A poison in our island http://www.abc.net.au/news/2017-11-27/the-dome-runit-island-nuclear-test-leaking-due-to-climate-change/9161442 [Absolutely stunning photography on original]  Rising seas caused by climate change are seeping inside a United States nuclear waste dump on a remote and low-lying Pacific atoll, flushing out radioactive substances left behind from some of the world’s largest atomic weapons tests. By Mark Willacy

We call it the tomb,” says Christina Aningi, the head teacher of Enewetak’s only school.

“The children understand that we have a poison in our island.” It’s “Manit Day” on Enewetak Atoll, a celebration of Marshall Islands culture when the Pacific nation’s troubled past seems a distant memory. Schoolchildren sit cross-legged on the coral sands as they sing of the islands and atolls, the sunshine and the breeze; “flowers and moonlight, swaying palm trees”.

They were born decades after the last nuclear explosion ripped through the warm Pacific air with a thunderous roar. But it’s hard to escape the long echo of the bombs.

“Gone are the days when we live in fear, fear of the bombs, guns and nuclear,” they sing.

“This is the time … this is my country, this is my land.”

But those old fears, thought to be long buried, are threatening to reawaken in their island paradise.

In the late 1970s, Runit Island, on the remote Enewetak Atoll, was the scene of the largest nuclear clean-up in United States history. Highly contaminated debris left over from dozens of atomic weapons tests was dumped into a 100-metre wide bomb crater on the tip of the uninhabited island. US Army engineers sealed it up with a half-metre thick concrete cap almost the size of an Australian football ground, then left the island.

Now with sea levels rising, water has begun to penetrate the dome.

A report commissioned by the US Department of Energy in 2013 found that radioactive materials were leeching out, threatening the already tenuous existence of Enewetak locals.

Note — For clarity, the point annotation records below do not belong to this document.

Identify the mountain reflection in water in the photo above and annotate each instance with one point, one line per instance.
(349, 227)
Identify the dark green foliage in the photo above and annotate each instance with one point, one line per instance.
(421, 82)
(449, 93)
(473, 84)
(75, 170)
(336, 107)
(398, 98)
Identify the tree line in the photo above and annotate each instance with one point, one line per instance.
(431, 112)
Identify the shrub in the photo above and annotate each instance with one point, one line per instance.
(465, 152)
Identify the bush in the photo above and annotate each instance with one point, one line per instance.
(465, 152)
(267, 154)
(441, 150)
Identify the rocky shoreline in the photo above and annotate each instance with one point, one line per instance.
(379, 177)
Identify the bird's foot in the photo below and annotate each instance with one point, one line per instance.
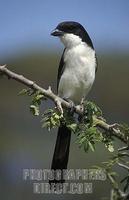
(59, 106)
(72, 105)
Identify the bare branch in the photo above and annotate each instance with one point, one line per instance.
(50, 95)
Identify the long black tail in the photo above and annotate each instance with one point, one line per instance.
(61, 152)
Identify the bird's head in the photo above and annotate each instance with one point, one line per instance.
(72, 33)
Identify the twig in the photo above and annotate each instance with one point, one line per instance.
(123, 166)
(50, 95)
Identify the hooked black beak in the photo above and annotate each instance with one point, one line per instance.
(57, 32)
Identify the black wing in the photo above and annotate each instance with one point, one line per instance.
(60, 69)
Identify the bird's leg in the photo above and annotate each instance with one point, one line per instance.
(72, 105)
(81, 107)
(59, 106)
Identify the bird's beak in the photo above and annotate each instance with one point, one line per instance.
(57, 32)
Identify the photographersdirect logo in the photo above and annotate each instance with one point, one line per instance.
(77, 181)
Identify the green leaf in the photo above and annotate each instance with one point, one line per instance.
(92, 147)
(34, 109)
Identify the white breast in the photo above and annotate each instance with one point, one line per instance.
(79, 73)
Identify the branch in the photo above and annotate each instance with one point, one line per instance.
(50, 95)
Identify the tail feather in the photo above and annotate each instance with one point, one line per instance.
(61, 152)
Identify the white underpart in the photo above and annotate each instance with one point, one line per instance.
(79, 74)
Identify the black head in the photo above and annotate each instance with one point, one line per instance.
(74, 28)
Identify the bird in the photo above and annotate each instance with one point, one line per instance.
(76, 75)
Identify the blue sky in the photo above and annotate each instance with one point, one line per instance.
(28, 23)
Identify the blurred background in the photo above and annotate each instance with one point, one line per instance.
(27, 48)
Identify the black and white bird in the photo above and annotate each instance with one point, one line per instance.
(76, 75)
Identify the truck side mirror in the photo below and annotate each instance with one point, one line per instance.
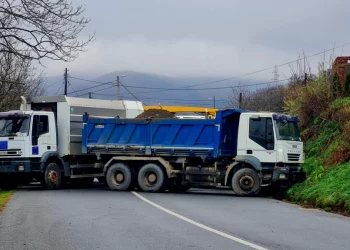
(40, 128)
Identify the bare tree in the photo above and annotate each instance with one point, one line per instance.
(17, 77)
(37, 29)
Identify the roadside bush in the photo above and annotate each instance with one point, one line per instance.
(308, 101)
(330, 190)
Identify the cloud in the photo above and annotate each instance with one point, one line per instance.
(220, 38)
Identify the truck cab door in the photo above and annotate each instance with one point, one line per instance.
(261, 139)
(43, 138)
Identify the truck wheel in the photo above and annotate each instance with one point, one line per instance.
(82, 182)
(120, 177)
(102, 180)
(52, 177)
(8, 184)
(151, 178)
(246, 182)
(178, 188)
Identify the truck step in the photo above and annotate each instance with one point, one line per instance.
(86, 175)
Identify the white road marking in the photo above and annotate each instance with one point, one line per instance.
(230, 237)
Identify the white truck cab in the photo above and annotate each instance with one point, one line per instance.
(274, 141)
(47, 131)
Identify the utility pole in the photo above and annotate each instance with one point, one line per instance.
(118, 88)
(240, 101)
(65, 81)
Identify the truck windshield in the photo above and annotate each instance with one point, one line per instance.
(14, 125)
(288, 130)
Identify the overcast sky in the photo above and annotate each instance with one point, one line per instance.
(220, 38)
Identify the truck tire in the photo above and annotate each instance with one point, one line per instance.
(8, 184)
(178, 188)
(52, 177)
(120, 177)
(151, 178)
(246, 182)
(101, 180)
(82, 182)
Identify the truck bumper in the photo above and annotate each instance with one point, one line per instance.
(14, 167)
(286, 176)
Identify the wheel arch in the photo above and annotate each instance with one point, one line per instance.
(49, 157)
(168, 168)
(242, 162)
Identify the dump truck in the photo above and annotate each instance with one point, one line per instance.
(238, 149)
(43, 140)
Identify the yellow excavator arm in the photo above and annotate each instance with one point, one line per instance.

“That dome is the connection between the nuclear age and the climate change age,” says Marshall Islands climate change activist Alson Kelen.

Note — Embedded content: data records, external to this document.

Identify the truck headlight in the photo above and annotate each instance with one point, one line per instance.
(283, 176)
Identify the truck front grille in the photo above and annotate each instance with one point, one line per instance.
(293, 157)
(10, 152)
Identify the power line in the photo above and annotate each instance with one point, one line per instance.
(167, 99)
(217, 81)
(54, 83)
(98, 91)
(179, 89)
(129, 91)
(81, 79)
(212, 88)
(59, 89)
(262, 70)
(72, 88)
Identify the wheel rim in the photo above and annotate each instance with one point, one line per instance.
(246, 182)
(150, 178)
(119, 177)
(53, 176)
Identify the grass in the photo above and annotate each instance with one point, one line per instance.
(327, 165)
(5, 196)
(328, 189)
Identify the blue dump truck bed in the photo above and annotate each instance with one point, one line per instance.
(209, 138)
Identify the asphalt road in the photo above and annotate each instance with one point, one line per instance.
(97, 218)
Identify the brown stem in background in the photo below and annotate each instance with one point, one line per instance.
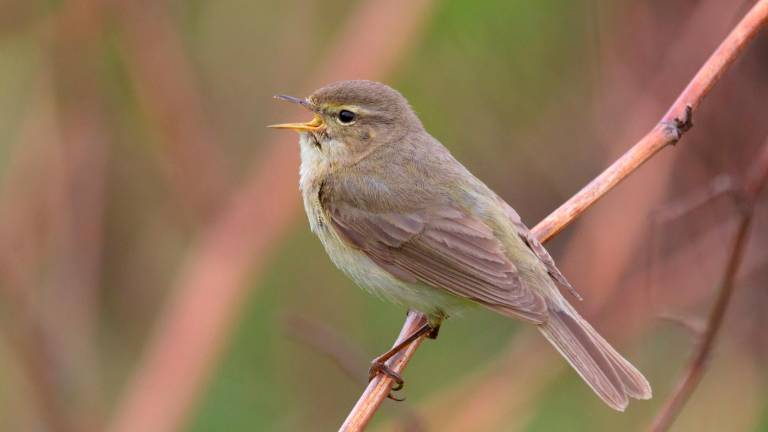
(694, 371)
(667, 131)
(202, 309)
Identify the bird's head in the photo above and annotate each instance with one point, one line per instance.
(351, 118)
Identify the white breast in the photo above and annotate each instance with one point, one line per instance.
(355, 263)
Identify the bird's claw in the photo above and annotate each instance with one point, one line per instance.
(379, 367)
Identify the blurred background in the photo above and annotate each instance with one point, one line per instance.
(157, 272)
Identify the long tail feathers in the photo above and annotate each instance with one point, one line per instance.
(611, 376)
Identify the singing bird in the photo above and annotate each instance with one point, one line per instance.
(405, 220)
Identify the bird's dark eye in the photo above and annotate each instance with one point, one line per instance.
(346, 116)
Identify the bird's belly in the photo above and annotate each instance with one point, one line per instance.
(367, 274)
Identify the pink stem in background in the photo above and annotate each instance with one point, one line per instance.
(202, 310)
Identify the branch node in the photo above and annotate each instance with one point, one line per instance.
(677, 127)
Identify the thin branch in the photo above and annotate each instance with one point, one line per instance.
(212, 282)
(668, 131)
(697, 366)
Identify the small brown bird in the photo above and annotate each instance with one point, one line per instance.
(405, 220)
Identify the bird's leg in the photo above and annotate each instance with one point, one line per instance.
(379, 364)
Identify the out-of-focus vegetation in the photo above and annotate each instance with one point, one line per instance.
(128, 127)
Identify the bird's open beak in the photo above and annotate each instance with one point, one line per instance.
(313, 125)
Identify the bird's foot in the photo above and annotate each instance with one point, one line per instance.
(380, 367)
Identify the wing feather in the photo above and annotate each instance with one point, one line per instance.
(444, 248)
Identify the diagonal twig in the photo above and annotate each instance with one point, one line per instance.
(668, 131)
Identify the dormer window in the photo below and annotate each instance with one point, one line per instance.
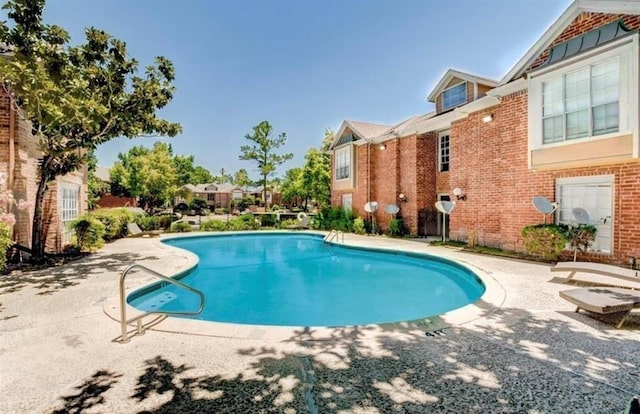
(454, 96)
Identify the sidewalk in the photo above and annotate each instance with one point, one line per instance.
(531, 354)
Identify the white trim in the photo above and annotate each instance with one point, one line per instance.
(452, 73)
(563, 21)
(466, 95)
(517, 85)
(627, 52)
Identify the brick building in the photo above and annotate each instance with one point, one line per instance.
(563, 124)
(19, 154)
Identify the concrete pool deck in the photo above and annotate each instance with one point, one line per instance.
(523, 350)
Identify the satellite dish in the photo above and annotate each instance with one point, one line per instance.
(581, 215)
(543, 205)
(371, 206)
(445, 206)
(391, 208)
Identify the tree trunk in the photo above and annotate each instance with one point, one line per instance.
(264, 192)
(37, 230)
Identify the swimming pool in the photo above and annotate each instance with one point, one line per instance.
(299, 280)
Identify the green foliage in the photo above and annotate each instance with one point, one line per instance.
(262, 151)
(335, 218)
(5, 243)
(189, 173)
(180, 227)
(546, 240)
(89, 233)
(238, 224)
(77, 95)
(241, 178)
(359, 226)
(397, 227)
(214, 225)
(268, 220)
(148, 174)
(198, 204)
(581, 236)
(289, 223)
(115, 221)
(96, 187)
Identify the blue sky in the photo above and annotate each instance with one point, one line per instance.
(304, 65)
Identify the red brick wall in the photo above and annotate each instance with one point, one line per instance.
(22, 172)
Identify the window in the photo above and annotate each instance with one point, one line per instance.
(68, 209)
(581, 103)
(590, 95)
(347, 202)
(343, 163)
(443, 151)
(454, 95)
(595, 195)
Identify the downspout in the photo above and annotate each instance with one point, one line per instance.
(12, 151)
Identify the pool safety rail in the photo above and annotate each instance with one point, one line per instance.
(336, 235)
(138, 319)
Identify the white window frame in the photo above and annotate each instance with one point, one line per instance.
(585, 181)
(340, 154)
(442, 134)
(69, 210)
(626, 50)
(466, 96)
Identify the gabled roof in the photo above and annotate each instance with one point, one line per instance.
(565, 19)
(452, 73)
(364, 130)
(211, 188)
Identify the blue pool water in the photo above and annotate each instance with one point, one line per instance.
(298, 280)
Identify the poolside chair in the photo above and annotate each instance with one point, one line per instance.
(135, 231)
(303, 222)
(603, 300)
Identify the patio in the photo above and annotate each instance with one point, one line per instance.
(531, 353)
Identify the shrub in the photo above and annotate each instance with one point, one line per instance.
(359, 226)
(546, 240)
(5, 243)
(289, 223)
(397, 228)
(115, 221)
(335, 218)
(89, 232)
(180, 227)
(268, 220)
(214, 225)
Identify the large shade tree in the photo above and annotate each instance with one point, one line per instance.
(148, 174)
(77, 97)
(263, 151)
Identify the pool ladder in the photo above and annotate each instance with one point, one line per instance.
(138, 319)
(336, 235)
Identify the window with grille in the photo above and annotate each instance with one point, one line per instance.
(443, 151)
(454, 96)
(69, 204)
(343, 163)
(581, 103)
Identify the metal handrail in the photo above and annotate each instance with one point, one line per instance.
(334, 234)
(123, 305)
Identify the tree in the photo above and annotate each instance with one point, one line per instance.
(292, 189)
(96, 187)
(148, 174)
(262, 151)
(77, 97)
(189, 173)
(241, 179)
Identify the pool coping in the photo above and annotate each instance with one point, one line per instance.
(492, 299)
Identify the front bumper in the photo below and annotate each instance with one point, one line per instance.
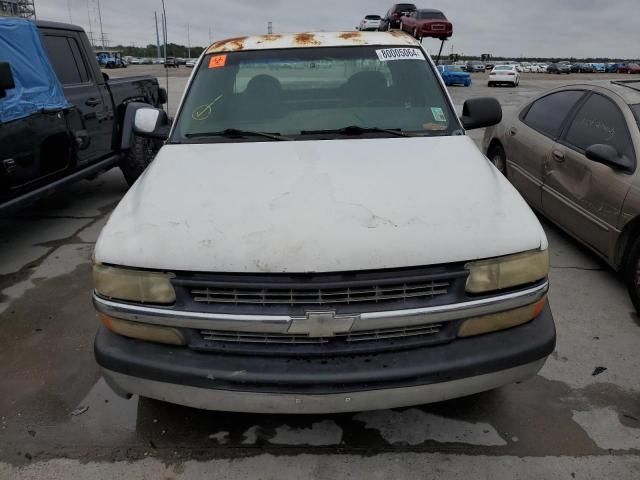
(503, 78)
(325, 384)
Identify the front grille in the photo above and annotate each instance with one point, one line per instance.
(351, 337)
(314, 297)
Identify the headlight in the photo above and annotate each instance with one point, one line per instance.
(144, 331)
(133, 285)
(501, 321)
(507, 272)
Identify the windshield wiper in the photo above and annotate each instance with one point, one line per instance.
(357, 130)
(234, 132)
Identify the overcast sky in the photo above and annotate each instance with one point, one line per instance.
(561, 28)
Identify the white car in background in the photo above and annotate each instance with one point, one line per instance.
(524, 67)
(504, 75)
(370, 22)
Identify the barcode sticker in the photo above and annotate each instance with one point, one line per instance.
(389, 54)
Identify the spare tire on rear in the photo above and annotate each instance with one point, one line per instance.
(138, 157)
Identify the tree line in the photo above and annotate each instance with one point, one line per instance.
(151, 51)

“It’ll be a very devastating event if it really leaks. We’re not just talking the Marshall Islands, we’re talking the whole Pacific.”

The United States detonated 43 atomic bombs around the island chain in the 1940s and 50s.

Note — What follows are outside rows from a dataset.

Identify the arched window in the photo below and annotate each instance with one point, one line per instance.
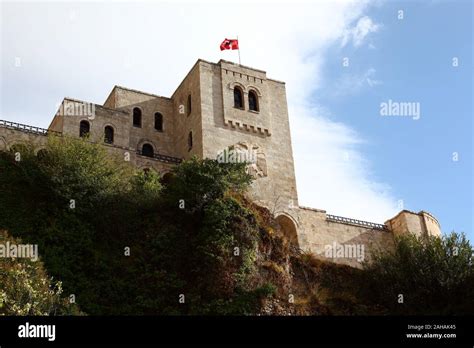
(147, 150)
(84, 128)
(108, 135)
(238, 98)
(189, 105)
(253, 101)
(137, 117)
(41, 154)
(159, 122)
(190, 141)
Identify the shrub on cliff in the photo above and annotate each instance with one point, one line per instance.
(26, 289)
(423, 275)
(121, 244)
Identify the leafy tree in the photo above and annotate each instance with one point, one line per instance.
(173, 251)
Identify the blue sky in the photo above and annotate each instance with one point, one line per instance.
(349, 160)
(412, 61)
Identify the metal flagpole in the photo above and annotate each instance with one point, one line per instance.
(238, 48)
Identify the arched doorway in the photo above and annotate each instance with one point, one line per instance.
(288, 227)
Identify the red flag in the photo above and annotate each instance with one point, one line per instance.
(229, 44)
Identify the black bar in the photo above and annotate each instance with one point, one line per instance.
(240, 330)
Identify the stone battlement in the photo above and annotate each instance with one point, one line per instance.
(218, 106)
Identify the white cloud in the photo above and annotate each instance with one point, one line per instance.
(359, 32)
(353, 83)
(150, 46)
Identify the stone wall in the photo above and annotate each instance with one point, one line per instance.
(266, 131)
(217, 125)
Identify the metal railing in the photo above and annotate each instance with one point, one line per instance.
(25, 128)
(356, 222)
(162, 158)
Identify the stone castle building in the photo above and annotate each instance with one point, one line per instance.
(217, 107)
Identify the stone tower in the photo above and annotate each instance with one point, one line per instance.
(220, 106)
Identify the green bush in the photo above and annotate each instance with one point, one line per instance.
(173, 251)
(26, 289)
(434, 275)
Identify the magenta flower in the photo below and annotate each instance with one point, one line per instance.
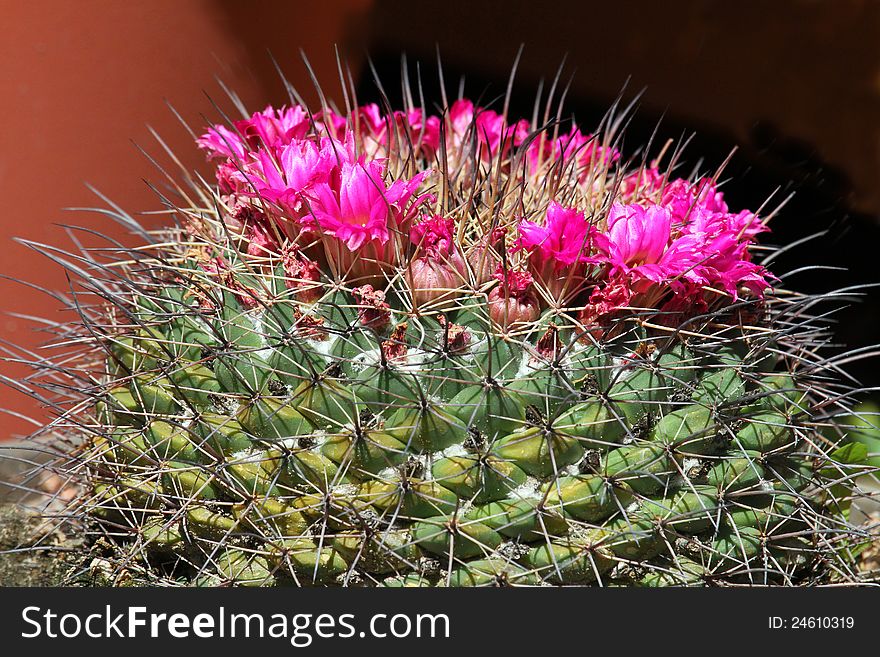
(273, 128)
(437, 269)
(636, 236)
(362, 208)
(559, 250)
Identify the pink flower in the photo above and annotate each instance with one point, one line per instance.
(483, 256)
(220, 141)
(362, 208)
(605, 301)
(636, 236)
(558, 250)
(284, 179)
(563, 240)
(379, 131)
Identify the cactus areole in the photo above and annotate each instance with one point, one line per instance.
(449, 348)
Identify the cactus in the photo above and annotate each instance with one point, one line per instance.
(411, 349)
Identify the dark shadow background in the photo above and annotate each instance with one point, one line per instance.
(793, 84)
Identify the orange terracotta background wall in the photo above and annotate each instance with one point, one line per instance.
(79, 81)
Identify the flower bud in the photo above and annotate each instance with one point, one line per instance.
(433, 282)
(514, 301)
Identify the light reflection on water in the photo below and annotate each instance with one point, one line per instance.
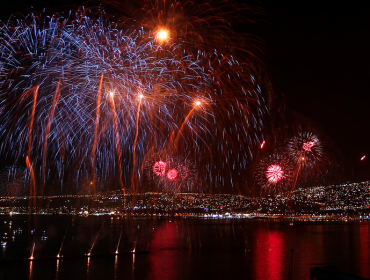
(181, 249)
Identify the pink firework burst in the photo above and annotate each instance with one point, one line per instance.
(159, 168)
(308, 145)
(172, 174)
(274, 173)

Four of Enewetak’s 40 islands were completely vaporised by the tests, with one thermonuclear blast leaving a two-kilometre-wide crater where an island had been just moments before.

Enewetak’s population had been re-located to another island in the Marshalls ahead of the tests. Residents would only be allowed to return home more than three decades later — some on the island today can still recall returning to Enewetak as children.

As part of the clean-up process, Washington set aside funds to build the dome as a temporary storage facility, and initial plans included lining the porous bottom of its crater with concrete.

But in the end, that was deemed too expensive.

“The bottom of the dome is just what was left behind by the nuclear weapons explosion,” says Michael Gerrard, the chair of Columbia University’s Earth Institute in New York.

“It’s permeable soil. There was no effort to line it. And therefore, the seawater is inside the dome.” ocals rarely set foot on Runit Island. They’re fearful of the lingering radiation from the dome and because it’s been ruled off-limits.

To this day, only three islands along Enewetak Atoll’s slender rim are considered safe enough for human habitation. “[The other islands were] too hot, too radioactive to worry about,” says Giff Johnson, publisher of the Marshall Islands Journal, the country’s only newspaper.

“There was no point [cleaning them up].”

After the fall-out from the atomic testing, life for the people of Enewetak went from a traditional existence of fishing and subsistence living to one where the waters that once supported their livelihoods were now polluted.

On the main island, where most of the atoll’s few hundred people now live, concerns about the radioactive contamination of the food chain has seen a shift away from a traditional diet of fish and coconut.

The US Department of Energy has even banned exports of fish and copra from Enewetak because of the ongoing contamination.

The vast bulk of foodstuffs are now brought into the island by barge, and that means islanders are reliant on imported canned and processed goods like Spam that have triggered health problems such as diabetes. The shelves of Enewetak’s only store are largely filled with American brand chocolate bars, lollies and potato chips.

Locals sometimes visit Runit to scavenge from scrap copper left behind by the Americans, selling it for a few dollars to a Chinese merchant.

For 30 years, Jack Niedenthal has helped the people of neighbouring Bikini Atoll fight for compensation for the 23 atomic tests conducted there.  “To me, it’s like this big monument to America’s giant f–k up,” says Niedenthal. “This could cause some really big problems for the rest of mankind if all that goes underwater, because it’s plutonium and cement.”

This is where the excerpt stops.